Бобби пожал плечами.
– Но, мам, она же настоящая «звезда», а «звезд» давно никто не возит в джипах. Ты же не хочешь, чтобы я попал в дурацкое положение?
– Я не хочу, чтобы мой сын выглядел как заурядный голливудский сопляк, который раскатывает на мамином «Феррари»! – строго сказала Лаки. – Джип – вполне приличная машина, и перестань вешать мне лапшу на уши.
Теперь настал ее черед решительно повернуться и уйти, хлопнув дверью. Краем уха она, однако, все же успела услышать, как маленькая Мария, подражая ей, пропищала:
– ..И перестань вешать мне макалоны на уши, Бобби! – после чего до нее донеслось веселое хихиканье дочери и Кариоки.
Лаки не сдержала улыбки. Мария была очень похожа на нее в детстве. Лаки тоже была живой, энергичной и дерзкой. Во всяком случае, она не помнила, чтобы боялась чего-нибудь в детстве.
Проводив детей и Чичи в Палм-Спрингс, Лаки отправилась разыскивать Ленни. Она нашла его на террасе, выходившей на обрыв над океаном. Бесшумно открыв тяжелую стеклянную дверь, Лаки проскользнула на террасу и встала рядом.
– Давай не будем ссориться, – сказала она мягко и положила руку ему на плечо. – Это еще никому не помогало. Кроме того, сегодня вечером к нам приедет Стив, и я не хочу, чтобы ему было еще тяжелее…
– Что ты, Лаки! Я не могу видеть его сейчас, не могу! – вскричал Ленни в непритворном ужасе. – Каждый раз, когда я думаю о нем, мне становится еще хуже, а ты предлагаешь…
– Тебе не кажется, что ты ведешь себя как последний эгоист?! – перебила его Лаки. – Стив остался совершенно один, и наш долг – помочь ему. Ведь он потерял жену… А ты бежишь от реальности, хочешь закрыться от всех нас в своих переживаниях.
– Проклятье! Проклятье, проклятье, проклятье!.. – Потрясая кулаками, Ленни закрутился на месте и даже топнул ногой. – Я больше не могу, Лаки, понимаешь? Не мо-гу! – произнес он по складам.
– Чего ты не можешь?
– Выносить все это. Мне необходимо проветриться. Я возьму машину…
Лаки хотелось удержать его, но она не двинулась с места. Не в ее правилах удерживать кого бы то ни было!
С другой стороны, она не собиралась сидеть и ждать, пока Ленни вернется, чтобы снова на нее орать, срывая свое раздражение, плохое настроение или что там у него.
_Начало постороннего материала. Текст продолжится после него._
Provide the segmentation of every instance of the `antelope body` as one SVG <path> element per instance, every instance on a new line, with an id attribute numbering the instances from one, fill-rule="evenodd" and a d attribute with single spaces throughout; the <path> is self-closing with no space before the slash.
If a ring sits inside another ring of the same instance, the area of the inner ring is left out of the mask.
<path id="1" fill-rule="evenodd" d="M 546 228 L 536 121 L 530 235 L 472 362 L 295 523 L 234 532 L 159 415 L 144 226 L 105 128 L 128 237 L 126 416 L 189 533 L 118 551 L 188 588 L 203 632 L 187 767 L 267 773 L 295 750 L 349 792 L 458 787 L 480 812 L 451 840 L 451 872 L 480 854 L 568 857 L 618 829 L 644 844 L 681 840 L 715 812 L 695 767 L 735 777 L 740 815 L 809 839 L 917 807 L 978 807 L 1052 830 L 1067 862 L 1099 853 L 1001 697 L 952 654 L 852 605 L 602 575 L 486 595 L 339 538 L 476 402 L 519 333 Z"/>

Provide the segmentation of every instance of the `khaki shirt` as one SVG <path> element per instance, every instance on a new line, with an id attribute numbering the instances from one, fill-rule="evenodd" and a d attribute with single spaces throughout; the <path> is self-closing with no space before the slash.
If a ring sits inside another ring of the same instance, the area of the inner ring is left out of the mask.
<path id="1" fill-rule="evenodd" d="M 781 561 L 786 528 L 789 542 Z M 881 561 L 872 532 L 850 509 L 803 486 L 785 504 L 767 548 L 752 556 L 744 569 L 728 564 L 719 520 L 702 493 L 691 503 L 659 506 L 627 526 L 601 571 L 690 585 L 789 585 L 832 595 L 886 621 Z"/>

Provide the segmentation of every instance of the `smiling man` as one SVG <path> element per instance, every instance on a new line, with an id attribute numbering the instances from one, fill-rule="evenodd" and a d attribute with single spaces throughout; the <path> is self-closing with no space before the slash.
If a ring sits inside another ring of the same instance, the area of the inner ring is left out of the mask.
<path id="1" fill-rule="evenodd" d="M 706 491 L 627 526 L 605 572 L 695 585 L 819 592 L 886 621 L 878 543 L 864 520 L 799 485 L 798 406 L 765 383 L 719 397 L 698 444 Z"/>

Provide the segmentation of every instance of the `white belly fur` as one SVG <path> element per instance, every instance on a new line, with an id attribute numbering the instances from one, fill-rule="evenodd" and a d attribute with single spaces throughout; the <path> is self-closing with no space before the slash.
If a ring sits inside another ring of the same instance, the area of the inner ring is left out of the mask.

Если бы не трагические обстоятельства, которые до поры до времени вынуждали ее относиться с пониманием или делать вид, будто она относится с пониманием к его проблемам, она бы тоже наорала на него, да так, что Ленни мигом бы выбросил из головы эту дурь.
Лаки вернулась в комнаты и позвонила Стиву в контору.